Blogger Kay2898 said...

If people kick out the ex gay movement what would poor PFOX, Warren Throckmorton and company(Recall) have to do?

I just could never imagine them leaving homosexuals alone to live their lives as they see fit and enjoy tolerance levels we all enjoy.

It just seems they live and breath hating homosexuals and anyone who supports them.

August 06, 2005 3:05 PM  
Anonymous Anonymous said...

The "shady agenda" is exactly right.

How much more shady can anyone be trying to make homosexuals think they need to change in order to fit in the society with people like PFOX, Recall and Throckmorton. Let's us not forget Dobson who believes the gays will destroy the earth and more.

Shady bunch.....

August 06, 2005 4:36 PM  
Blogger JimK said...

Alex, I'm going to add your point to the list. Thanks...

August 06, 2005 4:50 PM  
Blogger Kay2898 said...

Exactly why do PFOX, Recall(CRC) and company think they are charged with "fixing homosexuals?"

It is incredible of all the horrible things going on in the world that these folks have a pretty sick agenda only to get rid of all homosexuals.

How about the world's poverty and hunger?

August 06, 2005 5:04 PM  
Anonymous Anonymous said...

After thinking about it some more, why not simply ask them why they choose the label "ex-gay" as opposed to simply saying straight? I'd like to know how they define the term "ex-gay" and why they insist on using it.

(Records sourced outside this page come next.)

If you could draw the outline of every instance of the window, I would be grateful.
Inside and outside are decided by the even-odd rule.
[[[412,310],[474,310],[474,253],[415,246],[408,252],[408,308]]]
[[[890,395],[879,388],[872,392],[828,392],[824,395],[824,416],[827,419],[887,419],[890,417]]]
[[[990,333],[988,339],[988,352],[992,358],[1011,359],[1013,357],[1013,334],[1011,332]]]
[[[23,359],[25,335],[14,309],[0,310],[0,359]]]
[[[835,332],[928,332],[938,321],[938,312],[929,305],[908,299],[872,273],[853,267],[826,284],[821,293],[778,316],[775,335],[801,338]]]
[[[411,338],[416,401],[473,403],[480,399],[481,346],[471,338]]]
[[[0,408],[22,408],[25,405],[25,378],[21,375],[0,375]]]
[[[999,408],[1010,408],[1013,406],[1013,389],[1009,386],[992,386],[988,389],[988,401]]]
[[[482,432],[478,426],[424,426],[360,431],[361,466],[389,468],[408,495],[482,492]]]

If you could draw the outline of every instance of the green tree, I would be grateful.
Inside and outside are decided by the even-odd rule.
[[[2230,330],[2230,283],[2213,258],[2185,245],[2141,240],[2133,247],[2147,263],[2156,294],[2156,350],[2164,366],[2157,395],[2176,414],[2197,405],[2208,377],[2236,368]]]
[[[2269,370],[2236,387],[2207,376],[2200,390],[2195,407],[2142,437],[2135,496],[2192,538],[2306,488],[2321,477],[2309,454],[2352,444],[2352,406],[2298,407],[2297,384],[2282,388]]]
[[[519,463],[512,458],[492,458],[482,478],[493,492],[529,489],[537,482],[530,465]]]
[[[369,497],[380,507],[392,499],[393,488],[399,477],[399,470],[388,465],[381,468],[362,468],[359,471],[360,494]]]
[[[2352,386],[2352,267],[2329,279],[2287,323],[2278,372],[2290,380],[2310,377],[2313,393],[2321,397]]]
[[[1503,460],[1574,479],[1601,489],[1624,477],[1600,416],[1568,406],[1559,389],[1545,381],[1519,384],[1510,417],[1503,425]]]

If people wish to become "ex-gay," it would most likely mean that they wish to completely forget about their homosexuality altogether. If they are always labelled as "ex-gay," it will never be forgotten. It's like pointing the finger at them and not letting them live it down for as long as they live. It will haunt them forever.

August 07, 2005 7:34 AM  
Anonymous Anonymous said...

Jim, somewhere in your original post you use the term, "Special Rights." The opponents of equality like that term but it should not go unchallenged.

It is not a "special right" to be able to keep a picture of your family on your desk at work, but many people in same-sex unions fear letting their co-workers know who their spouses are because they could lose their jobs over it. It is not a special right to be in the hospital room when the person you love is being given the results of a biopsy; especially when you are that person's primary caregiver. It is not a special right to walk down the street holding hands. It is not a special right to work in the profession you have trained for. It is not a special right to be allowed to adopt the birth child of your spouse. Heterosexuals have all of those rights. Loving couples in same-sex unions have some of those rights in some places, but mostly they have to fight for the rights and they have to prove that they are "deserving" of those basic human and family rights.